VIDEO | Corteo pro Gaza, a Roma l’appello anche dai nuovi italiani: “Stop al genocidio della Palestina”

ROMA – “Palestina libera! Israele terrorista, assassini”. Slogan che si erano già sentiti in questi anni tornano a risuonare nel centro di Roma, per denunciare lo sfollamento ordinato da Israele a metà della popolazione di Gaza, in vista di un attacco di terra contro l’enclave, in risposta all’operazione ‘Ciclone al-Aqsa’ di Hamas contro il sud di Israele di sabato. A piazza Vittorio tanti i cartelli, tra i circa tremila partecipanti: “Stop partheid”, “Stop genocidio”, “La pace è un sogno?” “Fermate la strage di bambini”, accompagnati da foto delle vittime. Migliaia i manifestanti che hanno risposto all’invito della Comunità degli studenti palestinesi in Italia al sit-in in via della Marmora che dopo le 19.30 si è mosso arrivando fino al’inizio di via Tiburtina. Molti cittadini si sono continuati ad aggiungere, tra loro soprattutto giovani, ma anche famiglie con bambini e anziani. Tante anche le bandiere dal mondo arabo-islamico: oltre a quelli della Palestina, sventolavano i colori di Tunisia, Egitto, Siria, Algeria, Marocco, Siria, Iraq.

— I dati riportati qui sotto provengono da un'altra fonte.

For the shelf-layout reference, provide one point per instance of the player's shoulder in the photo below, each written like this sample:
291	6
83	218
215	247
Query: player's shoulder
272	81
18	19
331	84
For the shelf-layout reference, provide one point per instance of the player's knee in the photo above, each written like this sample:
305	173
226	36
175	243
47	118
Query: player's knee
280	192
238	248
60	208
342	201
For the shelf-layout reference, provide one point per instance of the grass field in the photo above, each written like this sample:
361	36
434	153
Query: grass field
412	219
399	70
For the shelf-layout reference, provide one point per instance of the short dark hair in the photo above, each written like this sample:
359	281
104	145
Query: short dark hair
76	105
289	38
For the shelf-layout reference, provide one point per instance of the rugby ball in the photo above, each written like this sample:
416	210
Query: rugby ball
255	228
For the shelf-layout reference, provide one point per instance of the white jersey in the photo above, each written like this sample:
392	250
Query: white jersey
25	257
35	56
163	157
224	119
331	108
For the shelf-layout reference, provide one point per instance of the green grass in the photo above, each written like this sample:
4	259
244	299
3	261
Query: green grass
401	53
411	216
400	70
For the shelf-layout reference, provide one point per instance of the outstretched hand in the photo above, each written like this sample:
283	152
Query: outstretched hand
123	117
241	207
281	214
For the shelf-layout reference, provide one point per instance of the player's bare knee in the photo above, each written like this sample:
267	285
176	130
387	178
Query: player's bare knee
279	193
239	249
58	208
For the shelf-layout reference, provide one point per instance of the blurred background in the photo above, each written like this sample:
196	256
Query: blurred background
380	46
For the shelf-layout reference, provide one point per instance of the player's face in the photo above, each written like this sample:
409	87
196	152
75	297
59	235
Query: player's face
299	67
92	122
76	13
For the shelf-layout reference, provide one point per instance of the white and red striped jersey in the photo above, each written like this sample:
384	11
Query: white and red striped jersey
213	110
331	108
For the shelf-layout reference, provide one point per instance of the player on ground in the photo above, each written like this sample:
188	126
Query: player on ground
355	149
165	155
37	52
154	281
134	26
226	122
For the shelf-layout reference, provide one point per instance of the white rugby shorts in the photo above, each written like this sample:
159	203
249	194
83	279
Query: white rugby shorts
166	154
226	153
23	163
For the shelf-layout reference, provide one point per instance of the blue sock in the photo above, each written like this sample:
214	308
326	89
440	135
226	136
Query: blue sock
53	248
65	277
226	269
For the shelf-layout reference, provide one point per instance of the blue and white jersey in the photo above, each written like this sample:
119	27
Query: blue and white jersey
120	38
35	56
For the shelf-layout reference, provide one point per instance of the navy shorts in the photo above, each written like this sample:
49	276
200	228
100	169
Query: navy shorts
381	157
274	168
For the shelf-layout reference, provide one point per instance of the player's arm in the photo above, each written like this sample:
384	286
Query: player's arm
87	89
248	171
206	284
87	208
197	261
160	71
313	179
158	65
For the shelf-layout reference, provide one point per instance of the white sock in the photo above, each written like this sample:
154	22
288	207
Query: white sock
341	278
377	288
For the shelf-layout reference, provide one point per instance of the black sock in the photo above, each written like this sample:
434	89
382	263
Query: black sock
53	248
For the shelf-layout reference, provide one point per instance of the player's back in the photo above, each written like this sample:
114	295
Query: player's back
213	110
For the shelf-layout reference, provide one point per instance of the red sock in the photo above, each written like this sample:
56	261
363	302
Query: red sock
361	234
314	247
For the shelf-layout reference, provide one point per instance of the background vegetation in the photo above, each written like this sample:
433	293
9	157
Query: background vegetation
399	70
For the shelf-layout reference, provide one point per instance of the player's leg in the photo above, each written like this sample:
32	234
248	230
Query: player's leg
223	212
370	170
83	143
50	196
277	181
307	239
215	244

C’era anche la bandiera di Amr Shahin, 25 anni, origini egiziane, studente alla Sapienza, che con i suoi amici arabi nati e cresciuti in Italia rappresenta lo spirito di una nuova Italia multietnica che offre visioni nuove al dibattito sulla crisi in Medio oriente: “Siamo qui in solidarietà col popolo palestinese che subisce un genocidio”. Alla politica italiana lo studente di lingue contesta: “Sostiene solo Israele, inneggiando a una democrazia che non c’è: 75 anni di apartheid non sono democrazia“. Tra le mani stringe il cartello “Non è questione di religione ma di diritti umani” perché “tutti i governi strumentalizzano la religione e il fondamentalismo islamico diventa scusa per giustificare la violenza” perpetrata da gruppi come Hamas. Ma per Shahin, “il punto sono i diritti che i palestinesi non hanno, e devono resistere per la loro terra”.

Tra i politici, sembra esserci solo Alessandro Di Battista, che all’agenzia Dire dichiara: “È indegno che la politica italiana stia col più forte e taccia sulle violenze che Israele compie sui civili inermi, dando 24 ore a oltre un milione di persone per lasciare le proprie case. Oggi oltre a Gaza, anche 13 morti in Cisgiordania. Ma chi critica Israele viene accusato di antisemitismo e sostegno al terrorismo. Mentre a Gaza sappiamo persino di attacchi al fosforo bianco. L’esercito ha smentito, ma ricordiamo che smentì anche nell’Operazione piombo fuso, salvo poi confermare due mesi dopo. Questi giochetti, come la strumentalizzazione delle accuse di antisemitismo a chi osa criticare, non funzionano più. Qui c’è gente informata”. Non essere in piazza, aggiunge Di Battista pensando agli esponenti dei partiti, “è anche un errore elettorale: qui c’è davvero tanta gente“.